Sunday, May 7, 2017

An Active Mind

So I'm taking a walk from my old people's mobile home park to my local coffee watering hole. It's a nice day.  I look pretty normal.  I don't look too weird.  I'm not dressed aggressively.  I don't look like I'm "up to something."   I don't have a big weapon clearly visible, protruding from the waistband of my dress pants.  I look like a partially distracted dude taking a walk.

There's a condominium complex about half way that I often detour through, partly because it gets me off of a busy road and into a quieter neighborhood.  There's a sign at the entrance which states only automobiles bearing the HOA sticker are permitted to park there.  I assume this is private property but I don't really care.  It's not an important sign.  It doesn't say "Trained Guard Dogs on the Property."  That sign would get my attention.

As I'm tooling along a car slows and the passenger side window eases down, an old guy with his wife beckons to me, and he says, politely: "Excuse me, sir, do you live here?"

I peer at him for a couple of beats, my mind clicking through all kinds of possible responses, most of them not that good.  In the old day I would have just kept walking, usually fighting off the urge to say: "Fuck are you?  Maybe he was lost in there and wanted some help but, being suspicious to the point of paranoia, I figured he was a nosy old bastard who decided he was going to enforce a condominium dictate about making sure anyone on the property had an authorized reason to be there.

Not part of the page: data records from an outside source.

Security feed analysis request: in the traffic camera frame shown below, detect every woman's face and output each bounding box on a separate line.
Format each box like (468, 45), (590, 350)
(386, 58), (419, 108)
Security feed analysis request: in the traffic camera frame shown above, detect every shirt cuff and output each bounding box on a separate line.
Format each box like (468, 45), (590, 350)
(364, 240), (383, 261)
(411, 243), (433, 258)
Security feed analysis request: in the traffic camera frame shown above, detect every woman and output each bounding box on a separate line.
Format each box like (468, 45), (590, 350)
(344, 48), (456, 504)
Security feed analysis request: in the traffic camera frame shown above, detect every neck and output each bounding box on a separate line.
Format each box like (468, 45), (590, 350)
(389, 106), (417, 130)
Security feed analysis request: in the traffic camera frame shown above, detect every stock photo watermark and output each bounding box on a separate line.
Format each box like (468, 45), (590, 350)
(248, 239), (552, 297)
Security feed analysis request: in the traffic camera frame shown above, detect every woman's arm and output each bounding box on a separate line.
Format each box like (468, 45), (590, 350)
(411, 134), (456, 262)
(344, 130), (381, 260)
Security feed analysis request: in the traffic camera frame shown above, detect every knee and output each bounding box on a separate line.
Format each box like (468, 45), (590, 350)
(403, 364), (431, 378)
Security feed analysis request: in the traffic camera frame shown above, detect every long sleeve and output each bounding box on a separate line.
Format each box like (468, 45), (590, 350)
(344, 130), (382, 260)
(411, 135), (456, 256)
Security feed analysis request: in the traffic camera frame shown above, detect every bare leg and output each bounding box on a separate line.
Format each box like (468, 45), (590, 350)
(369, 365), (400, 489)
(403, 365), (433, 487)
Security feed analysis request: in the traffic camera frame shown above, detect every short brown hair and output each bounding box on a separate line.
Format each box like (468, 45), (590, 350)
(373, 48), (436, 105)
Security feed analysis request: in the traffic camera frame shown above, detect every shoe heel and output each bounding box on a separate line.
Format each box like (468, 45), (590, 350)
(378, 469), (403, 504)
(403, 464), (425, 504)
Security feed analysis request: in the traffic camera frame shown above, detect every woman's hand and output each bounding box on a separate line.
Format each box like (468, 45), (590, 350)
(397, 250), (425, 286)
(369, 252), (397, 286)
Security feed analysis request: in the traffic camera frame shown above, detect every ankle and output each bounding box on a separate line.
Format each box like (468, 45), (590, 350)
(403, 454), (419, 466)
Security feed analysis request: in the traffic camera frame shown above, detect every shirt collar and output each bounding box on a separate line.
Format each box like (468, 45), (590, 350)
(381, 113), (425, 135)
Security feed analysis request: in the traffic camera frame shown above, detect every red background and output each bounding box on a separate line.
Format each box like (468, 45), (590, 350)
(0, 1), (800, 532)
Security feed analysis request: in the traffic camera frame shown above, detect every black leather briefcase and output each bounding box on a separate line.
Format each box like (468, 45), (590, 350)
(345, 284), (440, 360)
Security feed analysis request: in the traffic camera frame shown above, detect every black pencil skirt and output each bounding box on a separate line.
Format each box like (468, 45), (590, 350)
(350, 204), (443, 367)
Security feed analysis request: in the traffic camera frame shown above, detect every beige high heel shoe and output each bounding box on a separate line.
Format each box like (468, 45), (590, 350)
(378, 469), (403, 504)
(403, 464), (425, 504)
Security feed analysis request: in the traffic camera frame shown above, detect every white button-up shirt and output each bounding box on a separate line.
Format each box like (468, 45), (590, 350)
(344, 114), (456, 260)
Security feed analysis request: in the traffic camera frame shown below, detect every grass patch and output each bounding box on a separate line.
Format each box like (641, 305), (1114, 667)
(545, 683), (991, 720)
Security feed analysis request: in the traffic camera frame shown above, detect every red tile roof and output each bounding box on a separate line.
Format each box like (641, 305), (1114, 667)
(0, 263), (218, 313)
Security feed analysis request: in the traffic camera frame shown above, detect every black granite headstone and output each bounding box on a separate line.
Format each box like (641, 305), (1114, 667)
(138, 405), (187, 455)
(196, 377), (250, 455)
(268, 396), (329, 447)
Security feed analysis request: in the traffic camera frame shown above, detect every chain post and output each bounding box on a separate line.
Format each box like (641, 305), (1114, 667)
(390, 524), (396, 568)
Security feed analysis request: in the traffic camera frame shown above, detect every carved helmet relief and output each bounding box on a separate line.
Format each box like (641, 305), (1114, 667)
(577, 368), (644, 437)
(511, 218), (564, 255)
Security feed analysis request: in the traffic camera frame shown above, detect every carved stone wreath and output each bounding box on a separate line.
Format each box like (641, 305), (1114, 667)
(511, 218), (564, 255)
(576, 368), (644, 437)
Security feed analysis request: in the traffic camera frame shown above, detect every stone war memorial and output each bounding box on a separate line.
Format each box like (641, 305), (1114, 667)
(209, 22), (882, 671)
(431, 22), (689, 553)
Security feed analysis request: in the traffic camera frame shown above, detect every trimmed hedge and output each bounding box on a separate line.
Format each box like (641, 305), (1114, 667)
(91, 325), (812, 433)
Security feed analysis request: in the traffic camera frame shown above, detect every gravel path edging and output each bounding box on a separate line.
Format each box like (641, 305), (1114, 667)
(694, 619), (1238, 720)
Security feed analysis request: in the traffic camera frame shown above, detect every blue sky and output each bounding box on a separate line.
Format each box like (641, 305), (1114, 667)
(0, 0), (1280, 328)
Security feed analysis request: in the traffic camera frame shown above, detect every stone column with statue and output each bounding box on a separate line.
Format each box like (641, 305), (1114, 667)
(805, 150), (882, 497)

"I'm visiting a friend,"I said.  "So maybe you could move along."  I peered in at him again.

"Well, thank you," he said.  "You just answered my question."

"Yes," I replied.  "I know I just answered your question.  Are you just about ready to move off?"

I didn't say most of those things.  I did say the first thing, the lie about visiting a friend.  I toyed with another response: "I'm visiting a client here - my office is a block away so I thought I'd walk over on such a nice day."  I could have told them that my mother was selling her house and looking for a one bedroom condo closer to her son.  Some other ideas presented themselves as I looked at this old guy and his crone, none of them possessing a shred of accuracy. 

I also considered telling the truth, but this would have meant that I would have had to listen to his explanation on why I wasn't allowed to be where I was, a fact I already possessed, and then I might have been provoked into suggesting that he call the police if he had any problems with how his day was proceeding.  All of the possible lies - including the one that unspooled from my mouth - were a lot more fun.  I enjoy lying.  I'm a good liar.  I have a natural aptitude for lying which I've honed meticulously by lying repeatedly over many years.

I walked the rest of the way through the complex and exited onto the main road, proceeding on my merry way.